The result holds and a proof is based on the joint construction of the processes $N'$ and $N''$, as explained below.

Start with a homogenous Poisson process $N_0=\{N_0(t):t\geqslant0\}$ with rate $2\lambda$, and a sequence of i.i.d. Bernoulli $\pm1$ random variables $(B_k)_{k\geqslant1}$ such that $\mathrm P(B_k=+1)=\mathrm P(B_k=-1)=\frac12$. Assume that $(B_k)_{k\geqslant1}$ and $N_0$ are independent. Let $(T_k)_{k\geqslant1}$ denote the ordered sequence of time events in $N_0$. Then $N'$ and $N''$ may be realized as the sets of time events $\{T_k\mid k\geqslant1,B_k=-1\}$ and $\{T_k\mid k\geqslant1,B_k=+1\}$ respectively.

We now build the process $N$. Let $C_0=0$ and, for every $k\geqslant1$, $C_k=\#\{i\leqslant k\mid B_i=+1\}$. Let $(A_k)_{k\geqslant1}$ denote a sequence of $\pm1$, defined as follows: if $C_{k-1}\lt n$, then $A_k=+1$, if $C_{k-1}\geqslant n$, then $A_k=-1$. Then $N$ may be realized as the set of time events $\{T_k\mid k\geqslant1,A_kB_k=+1\}$.

Thus, it remains to check that the sequence $(A_kB_k)_{k\geqslant1}$ is:

  1. independent from $N_0$,
  2. i.i.d. with symmetric Bernoulli distribution.

Item 1. holds because the sequence $(A_kB_k)_{k\geqslant1}$ is $\sigma((B_k)_{k\geqslant1})$-measurable, and $(B_k)_{k\geqslant1}$ is independent on $N_0$. Re item 2., introduce the sigma-algebras $\mathcal B_k=\sigma((B_i)_{i\leqslant k})$. Note that $A_k$ is $\mathcal B_{k-1}$-measurable and that $B_k$ is symmetric Bernoulli and independent on $\mathcal B_{k-1}$. Hence $A_kB_k$ is symmetric Bernoulli and independent on $\mathcal B_{k-1}$ as well.
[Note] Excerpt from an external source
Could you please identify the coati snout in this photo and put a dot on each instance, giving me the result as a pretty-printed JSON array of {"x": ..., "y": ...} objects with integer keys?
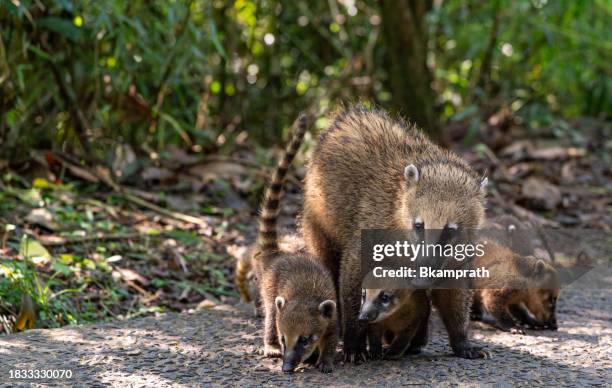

This proves the desired assertion.

Ultimately, all this is based on the following simple fact, whose proof is left to the reader:

Let $A$ and $B$ denote some Bernoulli $\pm1$ random variables and $\mathcal G$ a sigma-algebra. Assume that $A$ is $\mathcal G$-measurable and that $B$ is independent on $\mathcal G$ and symmetric. Then $AB$ is a symmetric Bernoulli random variable independent on $\mathcal G$.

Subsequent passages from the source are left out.